Despite warnings of a bubble, the biggest players in the industry are expected to continue building the necessary AI infrastructure. The 13 biggest tech companies in the world have a combined cash pile of $1 trillion, and have access to cheap debt, enough to maintain balance sheet flexibility and ensure resilient credit quality even amid the AI spending surge, Bloomberg Intelligence credit analysts Robert Schiffman and Alex Reid wrote in a note Wednesday.
"The rate of cash generation continues to outpace spending, despite record-high shareholder returns and AI-related capital expenditures, minimizing ratings risk,” the analyst said.
While the biggest block trade in Nvidia options involved an active seller unloading $43.68 million in call options, that was just part of a multi-leg transaction that included buying bullish call options which were double the size of the contracts that were sold.

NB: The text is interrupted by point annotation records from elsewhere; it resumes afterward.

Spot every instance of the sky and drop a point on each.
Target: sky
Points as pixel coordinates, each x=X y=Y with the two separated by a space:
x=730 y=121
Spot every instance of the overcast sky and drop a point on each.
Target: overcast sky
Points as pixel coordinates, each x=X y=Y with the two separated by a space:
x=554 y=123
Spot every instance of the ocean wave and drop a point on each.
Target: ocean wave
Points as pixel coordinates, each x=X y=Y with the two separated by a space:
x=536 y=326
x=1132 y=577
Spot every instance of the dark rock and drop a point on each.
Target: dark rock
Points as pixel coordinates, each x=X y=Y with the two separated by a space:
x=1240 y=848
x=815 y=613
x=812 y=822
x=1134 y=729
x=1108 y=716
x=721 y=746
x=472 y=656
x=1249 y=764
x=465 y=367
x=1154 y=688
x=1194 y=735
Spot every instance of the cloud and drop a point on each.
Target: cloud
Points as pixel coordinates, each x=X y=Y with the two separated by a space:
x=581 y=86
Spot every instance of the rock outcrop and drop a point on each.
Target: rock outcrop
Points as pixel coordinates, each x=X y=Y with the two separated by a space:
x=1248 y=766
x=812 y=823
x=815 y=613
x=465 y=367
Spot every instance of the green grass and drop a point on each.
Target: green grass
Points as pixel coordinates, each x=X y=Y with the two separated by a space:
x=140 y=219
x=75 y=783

Bulls were undeterred by recent declines amid Wall Street expectations that the AI giant, valued at $4.2 trillion, will be able to sustain its revenue growth, despite the uncertainty it's facing on China sales.
At 12:04:17 p.m. in New York, an active seller unloaded 23,100 call options that give their holders the right to sell a total of 2.3 million shares at $158 each in 30 days. At that exact time, another block trade was posted involving the purchases of the exact amount of call options with a higher strike price of $175, a block of the same size for the $185 strike price and another one for $195.
The price of those $158 call options climbed 162% since June 9, the last time volume reached more than 20,000 contracts. That rally bolstered the case for its holder to cash in gains one month before the options expire.
If those multi-leg transactions originated from the same person or entity, it could mean that the holder of the $158 call option was simply rolling his or her position to higher strike prices.
The bullish transactions were posted a week before Nvidia is due to release fiscal second quarter results. Analysts, on average, expect the company to report a 53% growth in revenue to $46.08 billion, buoyed by robust demand for AI chips, according to estimates compiled by Bloomberg.
Data center revenue could climb to $41.06 billion in the quarter ended July 31, up from $26.3 billion a year earlier, estimates showed.
CFRA analyst Angelo Zino expects demand for Nvidia chips to be sustained through 2026, aided by the expansion in the total addressable market that includes AI agents and physical AI agents. He also sees greater software capabilities across the data center stack. That and the company's plan “to accelerate the cadence of new chip designs (annually) should support its massive competitive moat.”
Even excluding the sales to China, Bloomberg Intelligence industry analysts Kunjan Sobhani and Oscar Hernandez Tejada see Nvidia's guidance landing 10% above estimates.
"A modest beat for 2Q results and 3Q guidance appears possible as China reopens and GB300 ramps up," they said, referring to Nvidia's next-generation AI graphic processing unit system designed for the most demanding AI workloads.